Sunday 29 April 2012

Holland Road and a Chorlton we have lost forever

Even I have to admit this is not one of the more compelling pictures in the collection, and so does not shows up in any of the books, partly I suppose because there is a slightly more interesting one taken perhaps a decade earlier showing a group of lads outside the house on the right.

  “People”, as one of my old teacher’s was wont to say, “it is people that make pictures.”

 Not much hope for this one of Holland Road then. I think it must be the 20s or 30s judging from the hats of the girls to the extreme left, but I might be wrong.
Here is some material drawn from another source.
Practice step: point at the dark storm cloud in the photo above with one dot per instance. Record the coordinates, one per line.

Otherwise what we have is one of those long rows of homes for the “middling sort” which were springing up across the township from the 1880s. These were there from 1903 and possibly are a little earlier, although I have to say not that much earlier as this was still open land in 1893. And since they were built not much has changed except we now know it as Zetland Road.

 So why bother with the picture?  Well it allows me to talk about Caleb Jordrell and his wife Ann who lived roughly just behind the lamp post in the early 19th century and rented an acre of meadow land stretching back from the picture called Caleb’s Croft.

 I am not so sure I would have liked old Caleb who was 80 years old in 1841 as he was one of the leaders who took part in Riding the Stang which was the practice of publically humiliating wrong doers. This usually involved turning up as aging late into the evening and banging anything that made a noise to draw attention to the individual. Now before you rage at such a barbaric practice, remember we were a community only lightly policed and the tradition of self policing stretched back to the Middle Ages and in different forms could still be found in Revolutionary Russia and China. Having said that it was not so popular here in the township and waned in the years before the 1840s.

 The Jordrell’s lived in a wattle and daub cottage of which there were still upwards of 50 at the turn of the mid century and baptized their children in the parish church on the green in the 1820s. Anne survived him to die in 1855. Like many of her class she seems to have been left nothing and was described as being on parish relief in 1851.

 She was by now 84 and lived with her youngest granddaughter. It was a common enough strategy for large rural families to place at least one child with relatives to ease the chronic overcrowding, and Anne’s daughter lived with her husband John Kenyon and their other four children in a cottage on High Lane.

 John Kenyon paid just 1/6d [7½p] a week which would suggest his was a modest home which more than likely consisted of just two rooms. By comparison Ann and Caleb paid nearly 4 shillings for theirs. All a long way from the grand row of houses which occupied their land just fifty or so years after Anne died.

Now as many of you know I have a tendency to slip back into the 1840s, conveniently forgetting the lack of mains sewage, antibiotics and the internet and more than a little of me wishes I could see what they had seen as they stood by their cottage at the junction of what is now Sandy Lane and Zetland.

 Put simply it would have been fields, some pasture some meadow but none the less open land allowing views north towards Martledge and the Rough Leech Gutter* and east down towards Hough End Hall.

 Only if I had looked south would the view have been obscured by an orchard hiding part of Barlow Moor Road and Lime Bank which today is itself hidden behind Carrington’s and MacDonald’s. Put like that perhaps I could have lived without the internet.

 Pictures; from the Lloyd collection and the Tithe map of 1845 by kind permission of Philip Lloyd 

*Martledge was the area around the four banks and on over what are now the long roads of Oswald, Longford, Nicholas and Newport, while the Rough Leech Gutter followed the line of Corkland Road.